O médico Juarez Cunha, presidente da Sociedade Brasileira de Imunizações (SBIm) e não participante da análise, reforça a segurança e eficácia dos imunizantes pediátricos:
— O risco de miocardite por coronavírus na infância é de 15 a 20 vezes maior do que o risco por vacina. O risco por vacina é muito pequeno, principalmente na faixa etária pediátrica. A vacina é segura e eficaz.
Ações no Estado
A Secretaria Estadual da Saúde (SES-RS) afirmou a GZH que o Rio Grande do Sul tem capacidade para vacinar mais pessoas do que atualmente e que a adesão deve aumentar com a volta às aulas presenciais, na próxima segunda-feira.
Para expandir a cobertura vacinal infantil, o governo do Estado alterou as regras e permitiu que prefeituras apliquem doses fora de postos de saúde. Além disso, organizou para o próximo sábado um mutirão estadual de vacinação infantil: o Dia C, de "criança". A ação foi orquestrada com as prefeituras.
Fora do Dia C, a expansão da vacinação para além dos postos de saúde depende de cidade para cidade.

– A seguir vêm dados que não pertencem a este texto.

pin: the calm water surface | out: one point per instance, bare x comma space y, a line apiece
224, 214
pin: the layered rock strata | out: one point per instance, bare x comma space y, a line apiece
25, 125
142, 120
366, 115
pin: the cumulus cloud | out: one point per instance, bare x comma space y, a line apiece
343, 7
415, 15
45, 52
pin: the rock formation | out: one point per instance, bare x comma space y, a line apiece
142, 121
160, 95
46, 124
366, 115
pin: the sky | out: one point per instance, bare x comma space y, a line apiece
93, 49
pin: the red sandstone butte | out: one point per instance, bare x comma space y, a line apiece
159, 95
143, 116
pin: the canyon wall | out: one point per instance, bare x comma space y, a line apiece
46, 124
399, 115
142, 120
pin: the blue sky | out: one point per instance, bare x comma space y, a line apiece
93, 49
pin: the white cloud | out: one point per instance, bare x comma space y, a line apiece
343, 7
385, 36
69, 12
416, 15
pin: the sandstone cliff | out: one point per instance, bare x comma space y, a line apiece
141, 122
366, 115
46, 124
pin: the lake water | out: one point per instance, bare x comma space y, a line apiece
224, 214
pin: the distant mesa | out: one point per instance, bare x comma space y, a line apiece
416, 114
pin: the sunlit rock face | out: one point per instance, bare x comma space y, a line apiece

Desde fevereiro, São Leopoldo vacina em escolas. A partir de março, Canoas também o fará, em dias específicos, sob agendamento, com autorização dos pais.

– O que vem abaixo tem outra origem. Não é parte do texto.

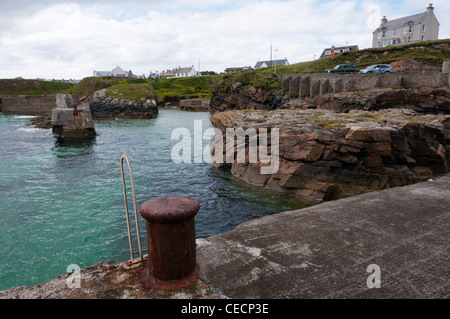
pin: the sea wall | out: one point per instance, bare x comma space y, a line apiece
28, 104
312, 85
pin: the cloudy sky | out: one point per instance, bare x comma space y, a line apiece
69, 39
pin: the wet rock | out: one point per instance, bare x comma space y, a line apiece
109, 108
326, 155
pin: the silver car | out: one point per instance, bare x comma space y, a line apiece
377, 68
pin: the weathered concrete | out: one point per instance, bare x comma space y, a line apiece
324, 251
318, 252
336, 83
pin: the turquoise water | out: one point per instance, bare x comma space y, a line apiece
62, 203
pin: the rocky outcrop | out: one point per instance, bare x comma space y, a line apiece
195, 105
325, 155
242, 97
108, 108
423, 100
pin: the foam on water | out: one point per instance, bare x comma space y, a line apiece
61, 202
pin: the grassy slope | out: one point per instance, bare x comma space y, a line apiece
431, 53
190, 87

No próximo sábado, Porto Alegre vacinará em sete instituições de ensino, e a Secretaria Municipal da Saúde (SMS) estuda estabelecer aplicação itinerante em diferentes escolas. Santa Maria vacinará, no sábado, em um shopping e clube.
Esteio e Gravataí afirmaram que vacinarão apenas em postos de saúde, a despeito da recomendação do governo do Estado. Pelotas não aplicará em escolas, mas abriu ponto na Casa Cenáculo, administrada pela Arquidiocese do município.